Rodríguez Delgado was born in Ronda, in the province of Málaga, Spain in 1915. He received a Doctor of Medicine degree from the University of Madrid just before the outbreak of the Spanish Civil War. During the Spanish Civil War he joined the Republican side and served as a medical corpsman while he was a medical student. Rodríguez Delgado was held in a concentration camp for five months after the war ended. After serving in the camp, he had to repeat his M.D. degree, and then gained a Ph.D. at the Ramón y Cajal Institute in Madrid.

Rodríguez Delgado's father was an eye doctor and he had planned to follow in his footsteps. However, once he discovered the writings of Santiago Ramón y Cajal, a Nobel laureate in 1906, and after having spent some time in a physiology laboratory, Delgado no longer wanted to be an eye doctor. Delgado became captivated by "the many mysteries of the brain. How little was known then.

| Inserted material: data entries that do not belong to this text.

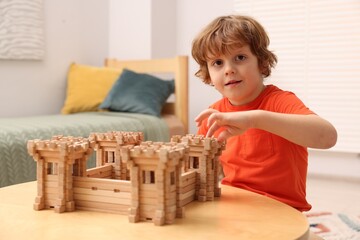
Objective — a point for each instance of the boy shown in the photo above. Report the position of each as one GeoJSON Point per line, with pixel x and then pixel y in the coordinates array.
{"type": "Point", "coordinates": [267, 129]}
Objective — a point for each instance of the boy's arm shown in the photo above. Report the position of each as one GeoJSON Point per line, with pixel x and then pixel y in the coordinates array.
{"type": "Point", "coordinates": [305, 130]}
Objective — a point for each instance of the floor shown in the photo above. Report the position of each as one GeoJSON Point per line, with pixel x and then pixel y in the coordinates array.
{"type": "Point", "coordinates": [334, 194]}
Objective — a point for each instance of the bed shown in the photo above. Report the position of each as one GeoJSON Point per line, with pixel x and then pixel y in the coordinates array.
{"type": "Point", "coordinates": [16, 165]}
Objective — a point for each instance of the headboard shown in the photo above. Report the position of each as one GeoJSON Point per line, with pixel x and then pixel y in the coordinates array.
{"type": "Point", "coordinates": [178, 66]}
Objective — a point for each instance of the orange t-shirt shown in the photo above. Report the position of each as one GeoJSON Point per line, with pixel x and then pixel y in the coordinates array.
{"type": "Point", "coordinates": [263, 162]}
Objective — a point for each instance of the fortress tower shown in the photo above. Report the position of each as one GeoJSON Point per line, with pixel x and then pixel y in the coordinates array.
{"type": "Point", "coordinates": [58, 160]}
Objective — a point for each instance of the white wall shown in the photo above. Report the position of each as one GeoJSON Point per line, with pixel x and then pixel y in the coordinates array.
{"type": "Point", "coordinates": [75, 30]}
{"type": "Point", "coordinates": [87, 31]}
{"type": "Point", "coordinates": [142, 29]}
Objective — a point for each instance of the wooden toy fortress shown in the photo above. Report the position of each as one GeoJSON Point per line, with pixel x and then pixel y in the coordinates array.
{"type": "Point", "coordinates": [148, 181]}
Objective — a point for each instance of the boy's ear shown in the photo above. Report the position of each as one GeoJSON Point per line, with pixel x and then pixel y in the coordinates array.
{"type": "Point", "coordinates": [264, 68]}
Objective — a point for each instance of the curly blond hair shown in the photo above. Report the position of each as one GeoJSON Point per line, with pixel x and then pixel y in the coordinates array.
{"type": "Point", "coordinates": [226, 32]}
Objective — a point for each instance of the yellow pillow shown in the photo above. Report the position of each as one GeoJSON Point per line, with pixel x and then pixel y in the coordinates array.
{"type": "Point", "coordinates": [87, 87]}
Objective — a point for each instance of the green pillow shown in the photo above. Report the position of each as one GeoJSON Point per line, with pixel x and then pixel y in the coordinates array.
{"type": "Point", "coordinates": [138, 93]}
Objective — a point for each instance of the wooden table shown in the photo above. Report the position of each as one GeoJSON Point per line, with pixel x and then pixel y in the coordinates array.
{"type": "Point", "coordinates": [238, 214]}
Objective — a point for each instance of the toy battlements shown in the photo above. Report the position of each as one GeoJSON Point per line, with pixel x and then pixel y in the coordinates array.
{"type": "Point", "coordinates": [148, 181]}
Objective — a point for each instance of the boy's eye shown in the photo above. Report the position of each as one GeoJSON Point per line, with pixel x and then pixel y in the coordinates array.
{"type": "Point", "coordinates": [217, 62]}
{"type": "Point", "coordinates": [240, 58]}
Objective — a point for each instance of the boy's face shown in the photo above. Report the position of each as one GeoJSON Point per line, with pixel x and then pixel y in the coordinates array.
{"type": "Point", "coordinates": [237, 76]}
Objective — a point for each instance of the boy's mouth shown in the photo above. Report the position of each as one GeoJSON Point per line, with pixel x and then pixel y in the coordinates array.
{"type": "Point", "coordinates": [232, 82]}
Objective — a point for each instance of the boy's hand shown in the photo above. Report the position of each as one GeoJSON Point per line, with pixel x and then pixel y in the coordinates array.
{"type": "Point", "coordinates": [228, 124]}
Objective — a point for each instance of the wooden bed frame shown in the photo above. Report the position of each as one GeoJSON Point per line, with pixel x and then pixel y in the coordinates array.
{"type": "Point", "coordinates": [178, 66]}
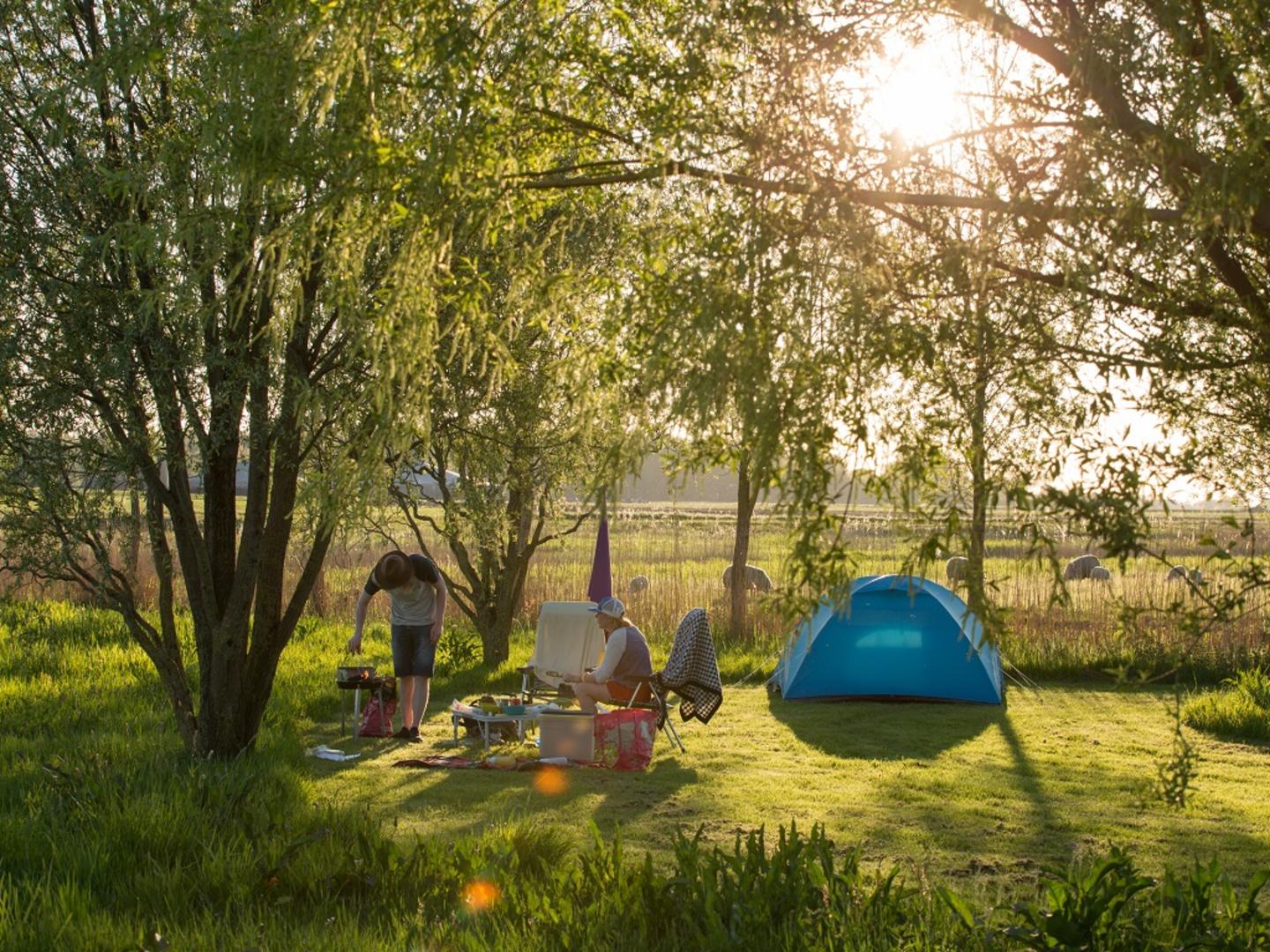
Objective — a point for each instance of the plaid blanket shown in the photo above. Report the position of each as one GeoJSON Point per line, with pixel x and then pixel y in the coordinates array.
{"type": "Point", "coordinates": [691, 671]}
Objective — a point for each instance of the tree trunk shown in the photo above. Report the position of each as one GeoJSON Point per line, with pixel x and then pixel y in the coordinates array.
{"type": "Point", "coordinates": [975, 583]}
{"type": "Point", "coordinates": [132, 541]}
{"type": "Point", "coordinates": [746, 501]}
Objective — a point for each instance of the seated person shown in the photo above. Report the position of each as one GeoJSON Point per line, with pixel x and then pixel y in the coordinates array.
{"type": "Point", "coordinates": [626, 660]}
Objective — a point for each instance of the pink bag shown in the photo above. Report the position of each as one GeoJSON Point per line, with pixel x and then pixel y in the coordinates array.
{"type": "Point", "coordinates": [374, 725]}
{"type": "Point", "coordinates": [624, 739]}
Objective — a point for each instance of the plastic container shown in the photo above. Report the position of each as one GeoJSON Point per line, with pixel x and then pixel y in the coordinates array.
{"type": "Point", "coordinates": [569, 734]}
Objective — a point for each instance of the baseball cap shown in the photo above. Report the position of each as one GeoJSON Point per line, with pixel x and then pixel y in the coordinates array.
{"type": "Point", "coordinates": [611, 607]}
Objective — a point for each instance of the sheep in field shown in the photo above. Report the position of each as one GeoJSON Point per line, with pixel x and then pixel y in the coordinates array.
{"type": "Point", "coordinates": [1180, 573]}
{"type": "Point", "coordinates": [755, 577]}
{"type": "Point", "coordinates": [1080, 568]}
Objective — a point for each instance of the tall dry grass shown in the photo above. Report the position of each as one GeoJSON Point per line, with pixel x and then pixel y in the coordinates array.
{"type": "Point", "coordinates": [684, 550]}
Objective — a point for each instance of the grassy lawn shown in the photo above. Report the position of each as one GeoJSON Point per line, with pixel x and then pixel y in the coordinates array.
{"type": "Point", "coordinates": [986, 795]}
{"type": "Point", "coordinates": [92, 776]}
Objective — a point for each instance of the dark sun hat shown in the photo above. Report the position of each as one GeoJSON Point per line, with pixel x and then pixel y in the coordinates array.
{"type": "Point", "coordinates": [392, 570]}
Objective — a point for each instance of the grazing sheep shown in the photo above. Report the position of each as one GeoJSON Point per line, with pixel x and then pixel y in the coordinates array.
{"type": "Point", "coordinates": [1080, 568]}
{"type": "Point", "coordinates": [755, 577]}
{"type": "Point", "coordinates": [1180, 573]}
{"type": "Point", "coordinates": [957, 568]}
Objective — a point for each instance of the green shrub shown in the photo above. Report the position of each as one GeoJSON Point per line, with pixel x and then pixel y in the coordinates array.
{"type": "Point", "coordinates": [1240, 709]}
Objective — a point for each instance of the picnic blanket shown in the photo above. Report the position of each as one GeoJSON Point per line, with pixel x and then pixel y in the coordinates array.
{"type": "Point", "coordinates": [692, 671]}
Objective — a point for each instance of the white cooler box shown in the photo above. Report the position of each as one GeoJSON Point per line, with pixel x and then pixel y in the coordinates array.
{"type": "Point", "coordinates": [569, 734]}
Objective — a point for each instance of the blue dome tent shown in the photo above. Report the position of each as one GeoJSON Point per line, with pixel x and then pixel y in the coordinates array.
{"type": "Point", "coordinates": [895, 636]}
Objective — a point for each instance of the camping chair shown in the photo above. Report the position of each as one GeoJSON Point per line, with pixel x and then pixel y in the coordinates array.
{"type": "Point", "coordinates": [566, 643]}
{"type": "Point", "coordinates": [691, 672]}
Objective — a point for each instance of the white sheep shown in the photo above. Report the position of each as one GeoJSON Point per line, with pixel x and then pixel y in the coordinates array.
{"type": "Point", "coordinates": [1081, 568]}
{"type": "Point", "coordinates": [1180, 573]}
{"type": "Point", "coordinates": [755, 577]}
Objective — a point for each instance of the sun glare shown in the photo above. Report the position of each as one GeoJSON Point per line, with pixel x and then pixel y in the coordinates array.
{"type": "Point", "coordinates": [915, 97]}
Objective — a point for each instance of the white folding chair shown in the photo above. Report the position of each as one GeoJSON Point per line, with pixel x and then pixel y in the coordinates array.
{"type": "Point", "coordinates": [566, 643]}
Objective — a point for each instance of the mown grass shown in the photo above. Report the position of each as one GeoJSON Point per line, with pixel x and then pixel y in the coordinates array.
{"type": "Point", "coordinates": [112, 836]}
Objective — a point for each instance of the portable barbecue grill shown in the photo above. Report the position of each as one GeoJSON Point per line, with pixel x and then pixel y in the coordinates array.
{"type": "Point", "coordinates": [357, 678]}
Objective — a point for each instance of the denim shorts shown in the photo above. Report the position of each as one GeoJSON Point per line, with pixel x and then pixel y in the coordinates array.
{"type": "Point", "coordinates": [413, 651]}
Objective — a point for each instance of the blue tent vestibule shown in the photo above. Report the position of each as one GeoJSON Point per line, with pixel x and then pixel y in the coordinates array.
{"type": "Point", "coordinates": [894, 636]}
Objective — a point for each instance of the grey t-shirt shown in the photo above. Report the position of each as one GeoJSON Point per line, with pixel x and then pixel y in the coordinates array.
{"type": "Point", "coordinates": [415, 602]}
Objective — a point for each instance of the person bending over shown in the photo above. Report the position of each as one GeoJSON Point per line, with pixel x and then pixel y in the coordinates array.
{"type": "Point", "coordinates": [418, 597]}
{"type": "Point", "coordinates": [625, 663]}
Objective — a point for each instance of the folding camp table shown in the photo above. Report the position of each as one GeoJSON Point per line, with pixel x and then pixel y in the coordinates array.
{"type": "Point", "coordinates": [485, 720]}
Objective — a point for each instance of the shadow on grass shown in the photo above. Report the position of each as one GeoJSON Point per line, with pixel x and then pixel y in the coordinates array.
{"type": "Point", "coordinates": [874, 730]}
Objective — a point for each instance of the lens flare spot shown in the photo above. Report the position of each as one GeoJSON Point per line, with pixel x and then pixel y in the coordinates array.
{"type": "Point", "coordinates": [479, 895]}
{"type": "Point", "coordinates": [550, 781]}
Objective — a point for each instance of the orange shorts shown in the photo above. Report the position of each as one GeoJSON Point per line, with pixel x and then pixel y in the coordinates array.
{"type": "Point", "coordinates": [620, 692]}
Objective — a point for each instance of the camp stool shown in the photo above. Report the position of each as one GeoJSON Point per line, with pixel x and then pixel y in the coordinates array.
{"type": "Point", "coordinates": [657, 703]}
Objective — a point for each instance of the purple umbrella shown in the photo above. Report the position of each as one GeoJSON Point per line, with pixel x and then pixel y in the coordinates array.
{"type": "Point", "coordinates": [601, 570]}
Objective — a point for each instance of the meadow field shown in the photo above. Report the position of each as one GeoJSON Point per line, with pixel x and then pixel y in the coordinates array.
{"type": "Point", "coordinates": [115, 838]}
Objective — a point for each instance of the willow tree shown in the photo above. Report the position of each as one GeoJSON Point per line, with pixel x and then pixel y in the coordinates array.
{"type": "Point", "coordinates": [744, 333]}
{"type": "Point", "coordinates": [503, 449]}
{"type": "Point", "coordinates": [211, 257]}
{"type": "Point", "coordinates": [1131, 149]}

How little is known now!”

In 1946 Rodríguez Delgado won a fellowship at Yale University in the department of physiology under the direction of John F. Fulton. In 1950, Rodríguez Delgado accepted a position in the physiology department which at the time was headed by John Fulton. By 1952, he had co-authored his first paper on implanting electrodes into humans.

The Spanish minister of Education, Villar Palasí, asked Rodríguez Delgado to help organize a new medical school at the Autonomous University of Madrid. Rodríguez Delgado accepted Palasí's proposal and relocated to Spain with his wife and two children in 1974.

Rodríguez Delgado had last moved with his wife, Caroline, to San Diego, California before his death on September 15, 2011.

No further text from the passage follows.